If the Toaster _DOES_ run at full load amperage of 28.5 Amperes @ 208 VAC for 180 minutes _OR MORE_, then it is an LCL - requiring an additional 25% of circuit ampacity rating (even though the appliance does not draw that additional 25% load current).

It's not a bad design idea to use a 35 or 40 Amp 208 VAC 1Ø circuit, since the Toaster is so close to the 30 Amp point - and it's a Resistance load which may tend to draw a higher load current as the system voltage increases (and vise-versa, decreasing load current as the system voltage becomes lower).

The 30 Amp cord might be an issue in more ways than simply insufficent ampacity - duty, enviroment, heat tolerance, etc. should be considered as well.

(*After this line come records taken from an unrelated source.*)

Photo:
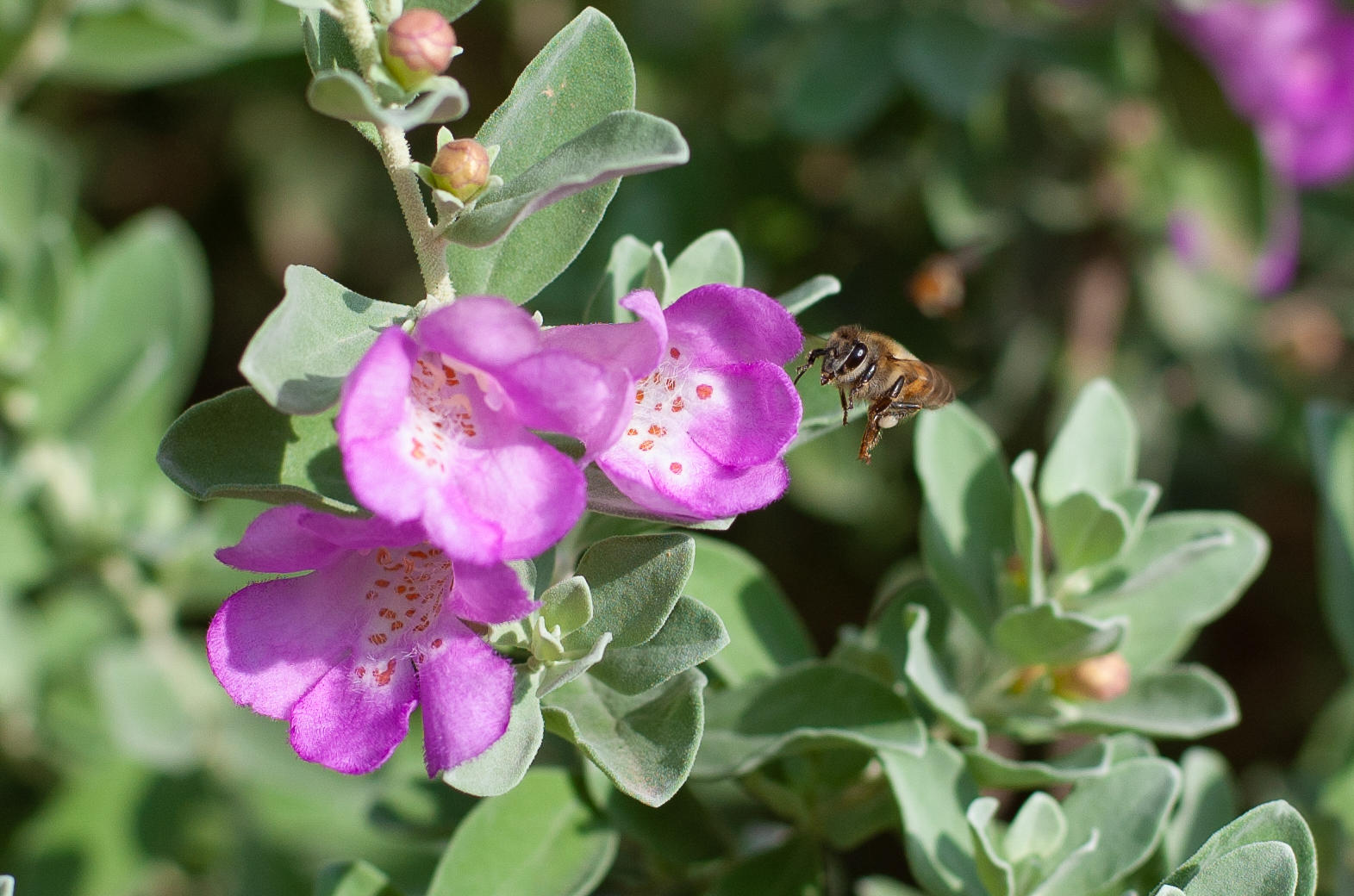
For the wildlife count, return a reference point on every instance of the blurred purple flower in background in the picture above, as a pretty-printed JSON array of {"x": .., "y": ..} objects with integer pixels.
[{"x": 1288, "y": 66}]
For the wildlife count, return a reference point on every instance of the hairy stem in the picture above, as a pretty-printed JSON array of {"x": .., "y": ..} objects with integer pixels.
[{"x": 429, "y": 248}]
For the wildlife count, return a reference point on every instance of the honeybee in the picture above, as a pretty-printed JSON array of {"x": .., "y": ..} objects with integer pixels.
[{"x": 877, "y": 370}]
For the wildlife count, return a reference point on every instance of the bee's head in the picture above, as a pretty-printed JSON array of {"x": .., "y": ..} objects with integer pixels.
[{"x": 844, "y": 352}]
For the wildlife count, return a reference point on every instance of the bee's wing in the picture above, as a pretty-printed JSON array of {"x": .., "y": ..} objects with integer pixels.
[{"x": 927, "y": 386}]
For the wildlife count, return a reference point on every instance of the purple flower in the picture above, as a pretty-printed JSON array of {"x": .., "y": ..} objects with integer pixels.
[
  {"x": 1288, "y": 65},
  {"x": 713, "y": 413},
  {"x": 346, "y": 650},
  {"x": 436, "y": 428}
]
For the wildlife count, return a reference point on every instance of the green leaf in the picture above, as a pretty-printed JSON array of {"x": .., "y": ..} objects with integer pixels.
[
  {"x": 933, "y": 792},
  {"x": 1186, "y": 701},
  {"x": 795, "y": 867},
  {"x": 1138, "y": 502},
  {"x": 540, "y": 838},
  {"x": 325, "y": 44},
  {"x": 623, "y": 142},
  {"x": 713, "y": 258},
  {"x": 993, "y": 869},
  {"x": 1086, "y": 530},
  {"x": 1185, "y": 570},
  {"x": 994, "y": 770},
  {"x": 1114, "y": 824},
  {"x": 502, "y": 765},
  {"x": 764, "y": 630},
  {"x": 37, "y": 187},
  {"x": 1256, "y": 869},
  {"x": 1095, "y": 450},
  {"x": 451, "y": 9},
  {"x": 1332, "y": 435},
  {"x": 305, "y": 348},
  {"x": 1270, "y": 822},
  {"x": 933, "y": 684},
  {"x": 810, "y": 293},
  {"x": 810, "y": 706},
  {"x": 645, "y": 744},
  {"x": 625, "y": 272},
  {"x": 690, "y": 635},
  {"x": 341, "y": 94},
  {"x": 1047, "y": 634},
  {"x": 967, "y": 520},
  {"x": 353, "y": 879},
  {"x": 130, "y": 340},
  {"x": 1208, "y": 801},
  {"x": 581, "y": 76},
  {"x": 568, "y": 604},
  {"x": 236, "y": 445},
  {"x": 950, "y": 59},
  {"x": 1028, "y": 526},
  {"x": 635, "y": 581},
  {"x": 1038, "y": 830}
]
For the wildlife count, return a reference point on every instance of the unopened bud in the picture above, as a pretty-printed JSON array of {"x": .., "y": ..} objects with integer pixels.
[
  {"x": 417, "y": 47},
  {"x": 460, "y": 167},
  {"x": 937, "y": 287},
  {"x": 1095, "y": 678}
]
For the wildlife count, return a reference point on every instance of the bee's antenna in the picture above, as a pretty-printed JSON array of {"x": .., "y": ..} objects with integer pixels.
[{"x": 808, "y": 362}]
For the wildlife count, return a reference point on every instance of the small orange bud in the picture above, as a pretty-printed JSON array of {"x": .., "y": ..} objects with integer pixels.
[
  {"x": 1095, "y": 678},
  {"x": 460, "y": 167},
  {"x": 417, "y": 47},
  {"x": 937, "y": 289}
]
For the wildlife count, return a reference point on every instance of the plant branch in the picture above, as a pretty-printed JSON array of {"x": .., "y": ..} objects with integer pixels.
[{"x": 429, "y": 246}]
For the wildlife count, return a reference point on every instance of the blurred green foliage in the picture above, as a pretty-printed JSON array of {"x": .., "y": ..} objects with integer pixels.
[{"x": 993, "y": 184}]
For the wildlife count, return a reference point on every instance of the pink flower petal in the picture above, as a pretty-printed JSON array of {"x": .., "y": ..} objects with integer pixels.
[
  {"x": 277, "y": 542},
  {"x": 374, "y": 400},
  {"x": 557, "y": 391},
  {"x": 749, "y": 416},
  {"x": 635, "y": 346},
  {"x": 489, "y": 594},
  {"x": 466, "y": 694},
  {"x": 271, "y": 642},
  {"x": 728, "y": 325},
  {"x": 483, "y": 331},
  {"x": 353, "y": 723},
  {"x": 680, "y": 474}
]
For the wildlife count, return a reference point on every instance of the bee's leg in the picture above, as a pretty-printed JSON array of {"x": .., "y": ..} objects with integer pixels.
[
  {"x": 868, "y": 440},
  {"x": 808, "y": 362}
]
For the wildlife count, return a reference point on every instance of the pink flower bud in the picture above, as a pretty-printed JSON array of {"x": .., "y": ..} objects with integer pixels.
[
  {"x": 1095, "y": 678},
  {"x": 417, "y": 47},
  {"x": 460, "y": 167}
]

Here are some simple calcs, compiled from the listed values of the equipment and system:

Mfg. listed FLA: 27 Amperes @ 208 VAC 1Ø
w/ LCL = 33.75 Amps (27 × 1.25).
35 Amp circuit minimum.

Running Amps: 28.5 Amperes (was this measured by you while the appliance was running?).
w/LCL = 35.625 Amps. Looks like 40 Amp circuit minimum.

Using the FLA values of 27 and 28.5 Amps @ 208 VAC, it appears the Toaster has a total Resistance of 7.5 Ohms (7.3 Ohms for 28.5 amps, 7.7 Ohms for 27 amps @ 208 VAC).

If the system voltage is right at the "Target Value" of 208 VAC, the FLA will equal 27.73 Amperes @ 208 VAC.

I saw that you measured an unloaded circuit voltage of 205 VAC and a loaded circuit voltage of 200 VAC.
With these values applied to a 7.5 Ohm element, the FLA values would be:

FLA at 205 VAC: 27.334 Amperes (5603.47 Watts),

FLA at 200 VAC: 26.667 Amperes (5333.4 Watts)

and just for fun, if the voltage rises to 215 VAC, the FLA through a 7.5 Ohm element would be:

FLA at 215 VAC: 28.667 Amperes (6163.40 Watts).

Hopefully this message is one of the following:

<OL TYPE=A>

[*] Helpful,


[*] Enlightening,


[*] Just what you needed,


[*] A little help, or


[*] Very entertaining - mainly from silly content!
</OL>

Let us know what the LCL standings are, and the measured values of Amperes @ X Volts.

Scott35
Posted By: Edward Re: Am I right or not? - 06/07/04 02:03 AM
(Running Amps: 28.5 Amperes (was this measured by you while the appliance was running?).

Yes i measured this at the receptacle.

I assume there is a thermostat an it works.

Edward
Posted By: Edward Re: Am I right or not? - 06/08/04 02:25 AM
Thank you guys for your input.

Specification and technical data sheet says:

"Minimum 50Amp plug and receptacle."

I will put that in and change the breaker to 35Amps.